In reality, the Democrats are likely to keep shifting the goalposts to the right, allowing the Republicans to then beat their chests even harder and expose the Democrats, who have accepted their warmongering assumptions.

On August 26, Todd Gitlin revealed the real dead end of the ABB position.

In a debate with journalist and global justice activist Naomi Klein on Democracy Now!, Gitlin argued, “My position is that John Kerry is the possibility of restarting politics. Right now, we have no possibility of politics because we have a one-party state.”

If we have a one-party state, it is because the Democrats, with Kerry prominently among them, have not acted remotely as an opposition party.

So this is hardly an argument for a Kerry vote.

Rather, it suggests the need to support a third (or, more honestly, “second” party) effort, since the Democrats and Republicans are in effect two wings of the same corporate party.

More importantly, contra Gitlin, politics did not stop with the election of George W. Bush, anymore than it stopped with the election of Ronald Reagan or Richard Nixon.

Gitlin’s argument is an insult to people who have been building opposition to racist attacks on immigrants, to the invasion and occupation of Iraq, to U.S. funding of Israel’s apartheid wall and expansion of its settlements, and to the many social costs of the “war on terror” on home during the last three years.

Gitlin also ignores the victories we have won under the Republicans historically and even under Bush: including victories against the death penalty (notably in Illinois, under Governor George Ryan, a Republican, and even at the level of the Supreme Court) and in restricting the scope of civil rights rollback attempted by this administration.

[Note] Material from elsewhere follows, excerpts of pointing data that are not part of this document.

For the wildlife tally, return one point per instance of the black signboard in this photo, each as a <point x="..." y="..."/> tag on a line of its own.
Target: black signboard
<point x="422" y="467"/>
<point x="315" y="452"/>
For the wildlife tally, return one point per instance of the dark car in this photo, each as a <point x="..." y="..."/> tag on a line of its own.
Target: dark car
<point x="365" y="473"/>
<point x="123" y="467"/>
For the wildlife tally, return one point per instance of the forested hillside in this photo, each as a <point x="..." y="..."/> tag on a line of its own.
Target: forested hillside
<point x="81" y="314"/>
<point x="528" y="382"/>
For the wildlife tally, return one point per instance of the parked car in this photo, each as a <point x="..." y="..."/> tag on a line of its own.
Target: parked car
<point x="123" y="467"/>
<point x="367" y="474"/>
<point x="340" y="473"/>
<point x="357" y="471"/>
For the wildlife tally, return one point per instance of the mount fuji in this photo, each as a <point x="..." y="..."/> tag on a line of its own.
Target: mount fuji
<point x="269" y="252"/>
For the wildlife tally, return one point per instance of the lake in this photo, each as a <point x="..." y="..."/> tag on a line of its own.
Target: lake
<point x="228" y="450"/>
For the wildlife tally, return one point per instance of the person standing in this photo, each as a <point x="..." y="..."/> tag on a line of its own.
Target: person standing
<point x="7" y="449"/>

It was under the Bush onslaught that the largest coordinated protest in human history took place, on February 15, 2003.

Millions of people—including military personnel and their families, and targeted groups such as Arabs, Muslims, and immigrants—have stood up against intimidation to oppose war and occupation.

History does not support the thesis that the Democrats are more open to pressure from below. They resisted the movement against the war in Vietnam every bit as viciously as the Republicans, escalating the war after running on a peace platform.

Under Clinton, we saw the end of welfare, a severe rollback in worker’s rights, a major spike in the number of people without any health insurance or underinsured, declining real wages, and the indiscriminate bombing of Iraq, Sudan, Yugoslavia, and Afghanistan.

Much of the left was satisfied with the illusion of “access” to Clinton, actively undermining genuine mobilization against his agenda.

And Kerry’s program stands even to the right of Clinton.

To those who suggest Kerry is just talking right to get elected, as many progressives have asserted (in a left version of faith-based politics), three questions must be asked.

First, when has a politician ever talked right and governed left? The history of the Democrats is that they talk left, and govern right, a frightening prospect in Kerry’s case.

Second, why should we support a candidate whose election strategy is to chase Bush’s social base, while ignoring the majority of people in the United States who now say they oppose the invasion of Iraq?

And finally, to whom is Kerry accountable? Us, the antiwar movement, the social movements, or his backers on Wall Street, many of whom prefer to have the less provocative Kerry at the helm of U.S. imperialism than the bridge-burning Bush?

Regardless of who you plan to vote for in November (if anyone at all), the assumptions behind ABB stand in the way of building movements that can bring about political change.

We need to chart a course that looks beyond the election to long-term efforts that will necessarily have to be independent of—and oppositional to—the Democrats, as well as the Republicans.

We can’t do that while shilling for the Democrats, and letting them off the hook.


Anthony Arnove is co-editor with Howard Zinn of Voices of a People’s History of the United States, from Seven Stories Press.